The Earth will move slower on Friday when it is farthest from the Sun.

On Friday, the Earth will move more slowly than the rest of the year, as it will be at aphelion, or the furthest point of its orbit around the Sun, recalled Alfred Rosenberg of the Instituto de Astrofísica de Canarias (IAC) this Thursday.

The Earth passes through aphelion every year, which is obvious, points out Alfred Rosenberg, who adds in a press release that to complete an orbit of about 940 million kilometers, the planet passes at an average speed of about 30 kilometers per second.
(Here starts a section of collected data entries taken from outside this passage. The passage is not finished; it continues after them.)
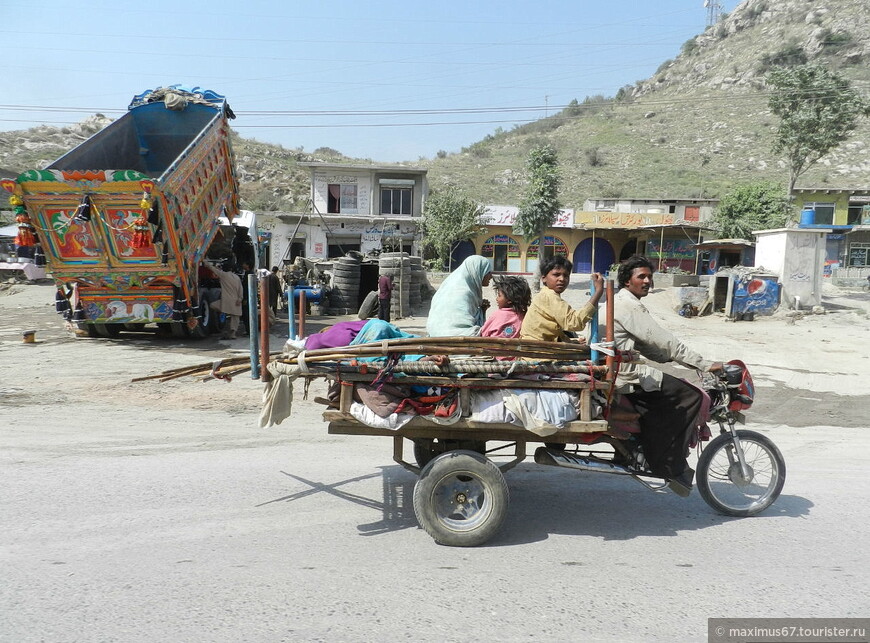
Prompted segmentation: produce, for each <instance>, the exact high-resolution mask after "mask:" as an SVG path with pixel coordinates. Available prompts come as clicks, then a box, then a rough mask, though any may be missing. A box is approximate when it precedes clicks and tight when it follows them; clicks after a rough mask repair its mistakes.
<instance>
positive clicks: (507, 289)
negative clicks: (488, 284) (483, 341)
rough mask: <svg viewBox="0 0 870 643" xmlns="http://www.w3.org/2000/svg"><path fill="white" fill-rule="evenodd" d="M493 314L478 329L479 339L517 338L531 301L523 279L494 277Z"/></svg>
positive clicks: (521, 326)
mask: <svg viewBox="0 0 870 643" xmlns="http://www.w3.org/2000/svg"><path fill="white" fill-rule="evenodd" d="M493 288H494V289H495V303H496V305H497V306H498V308H496V310H495V312H494V313H493V314H492V315H490V317H489V319H487V320H486V323H484V325H483V327H482V328H481V329H480V336H481V337H509V338H514V339H515V338H517V337H519V334H520V328H521V327H522V325H523V317H524V316H525V314H526V310H528V308H529V304H530V303H531V301H532V291H531V289H530V288H529V283H528V282H527V281H526V280H525V279H524V278H523V277H516V276H510V277H495V278H494V279H493Z"/></svg>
The Earth’s orbit around the Sun is not circular, so sometimes it moves slower and sometimes faster, and once a year, on January 3 in the case of 2023, it is at perihelion or minimum distance, about 147 million kilometers, and on Friday the distance between the planet and the Sun will be about 152 million kilometers.

Alfred Rosenberg explains that Kepler’s second law states that the Earth will move slower when you are farther from the Sun and faster when it is closer.

And he adds that the speeds can be determined at both extreme points of the orbit, so next Friday the Earth will be moving at a speed of just over 29 km/s, which is 1 km/s less than what it was moving at on January 3.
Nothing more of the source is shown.